Curently, SEPEPquant only support FragPipe processed Label free and TMT data. The input files should be organized as the following format:
FragPipe_output
├── Sample1/TMT1
│ ├── peptide.tsv
│
├── Sample2/TMT2
│ ├── peptide.tsv
│
├── Sample3/TMT3
│ ├── peptide.tsv
│
├── Sample4/TMT4
│ ├── peptide.tsv
perl SEPepQuant.pl --database protein_database/GRCh38_latest_protein_NP_YP_XP.changeHeaderFormatUniprot.maxquant_contaminants.fa --fdr 0.01 --quant TMT --plex 11 --RefTag Mix --input testing_data/TMT --output testing_data_output_TMT
Example 2: includes 3 samples from the HCC-label free dataset, estimated running time: 5 minutes
perl SEPepQuant.pl --database protein_database/GRCh38_latest_protein_NP_YP_XP.changeHeaderFormatUniprot.maxquant_contaminants.fa --fdr 0.01 --quant LF --input testing_data/Label_free --output testing_data_output_LF
This file contains numbers of protein(s) of each gene in the protein database.
- Column 1: gene name
- Column 2: # of proteins of a gene
This file descripts mappings between SEPEPs, host gene(s) and host protein(s).

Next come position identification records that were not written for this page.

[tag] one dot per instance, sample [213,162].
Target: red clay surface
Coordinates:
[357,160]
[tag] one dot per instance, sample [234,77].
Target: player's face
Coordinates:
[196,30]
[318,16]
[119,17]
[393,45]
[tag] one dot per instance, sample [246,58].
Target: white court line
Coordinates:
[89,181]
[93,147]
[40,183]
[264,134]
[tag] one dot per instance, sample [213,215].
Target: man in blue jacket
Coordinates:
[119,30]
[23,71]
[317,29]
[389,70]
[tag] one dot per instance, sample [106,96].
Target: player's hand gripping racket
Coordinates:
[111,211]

- SEPEP_label: name and class of a SEPEP
- number_of_mapped_protein: Number of proteins belong to this SEPEP
- number_of_mapped_gene: Number of genes belong to this SEPEP
- protein_number_of_gene: Number of proteins belongs to host gene(s), 0 for multiple gene SEPEPs
- sorted_gene_list: Sorted gene list
- sorted_protein_list: Sorted protein list
TMT data: It will report both raw (sepep_matrix_raw.txt) and median centered (sepep_matrix_MD.txt) Log2(TMT ratio) for TMT data.
Label free data: It will report both MS1 intensity and spectral count in a same file.